O Administrador de Timor Sérgio Vieira de Mello tem demonstrado grande vontade de cumprir bem a sua missão e tem realizado um excelente trabalho com os meios restritos de que dispõe. Ele declarou a um jornal que "as Nações Unidas terão pela primeira vez a oportunidade de por em prática as suas utopias". Não sei em que consistem, mas parece-me preferível que sejam os timorenses a ter a possibilidade de desenvolver um sistema político verdadeiramente representativo do seu povo, e que evite as fracturas artificiais que há 25 anos o precipitaram na guerra civil e abriram as portas à ocupação estrangeira. Por exemplo seria possível que os candidatos ao Parlamento só pudessem concorrer a título individual, sem etiquetas partidárias independentemente dos partidos a que eventualmente pertençam. Desse modo não haveria partidos vencedores e perdedores. Os Partidos teriam a missão de estudar e promover as grandes opções políticas e económicas, sem quererem ser "os donos do poder".
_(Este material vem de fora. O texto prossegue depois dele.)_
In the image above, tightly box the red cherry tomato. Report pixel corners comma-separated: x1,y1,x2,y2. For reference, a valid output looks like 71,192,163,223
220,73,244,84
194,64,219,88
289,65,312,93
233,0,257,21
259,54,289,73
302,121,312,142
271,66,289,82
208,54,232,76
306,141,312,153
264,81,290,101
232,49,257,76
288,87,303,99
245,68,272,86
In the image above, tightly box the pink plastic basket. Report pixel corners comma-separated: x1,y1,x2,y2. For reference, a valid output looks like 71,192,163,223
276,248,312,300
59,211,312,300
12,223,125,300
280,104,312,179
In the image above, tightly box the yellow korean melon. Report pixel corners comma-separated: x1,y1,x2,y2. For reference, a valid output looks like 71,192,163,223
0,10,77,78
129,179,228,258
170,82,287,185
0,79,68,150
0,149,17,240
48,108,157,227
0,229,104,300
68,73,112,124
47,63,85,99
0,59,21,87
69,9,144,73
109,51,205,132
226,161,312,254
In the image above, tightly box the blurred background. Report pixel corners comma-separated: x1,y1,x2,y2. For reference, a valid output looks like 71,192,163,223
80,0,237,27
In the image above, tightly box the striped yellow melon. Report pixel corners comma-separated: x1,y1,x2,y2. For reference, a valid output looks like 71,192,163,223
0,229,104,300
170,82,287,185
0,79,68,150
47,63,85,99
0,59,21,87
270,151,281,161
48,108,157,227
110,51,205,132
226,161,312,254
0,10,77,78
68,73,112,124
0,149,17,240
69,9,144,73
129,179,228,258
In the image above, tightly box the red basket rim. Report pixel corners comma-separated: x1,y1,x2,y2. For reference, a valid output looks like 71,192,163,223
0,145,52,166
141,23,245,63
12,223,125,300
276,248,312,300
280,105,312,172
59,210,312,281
Seria muito útil a existência de uma Segunda Câmara, consultiva, um Senado não eleito pelo voto universal mas representativo das forças morais do país. Estariam presentes por exemplo, os principais Liurais, os Bispos, e os representantes de outras religiões, além das Forças Armadas e de algumas personalidades importantes que foram reformadas.
Desse modo seriam aproveitadas a sua experiência e autoridade moral e o Povo estaria indirectamente representado.
Desse modo seriam aproveitadas a sua experiência e autoridade moral e o Povo estaria indirectamente representado.
Faço votos de que a milenar sabedoria do Povo timorense saiba encontrar as melhores soluções, sem se deixar dominar por pressões externas e por doutrinas políticas e económicas impostas do exterior.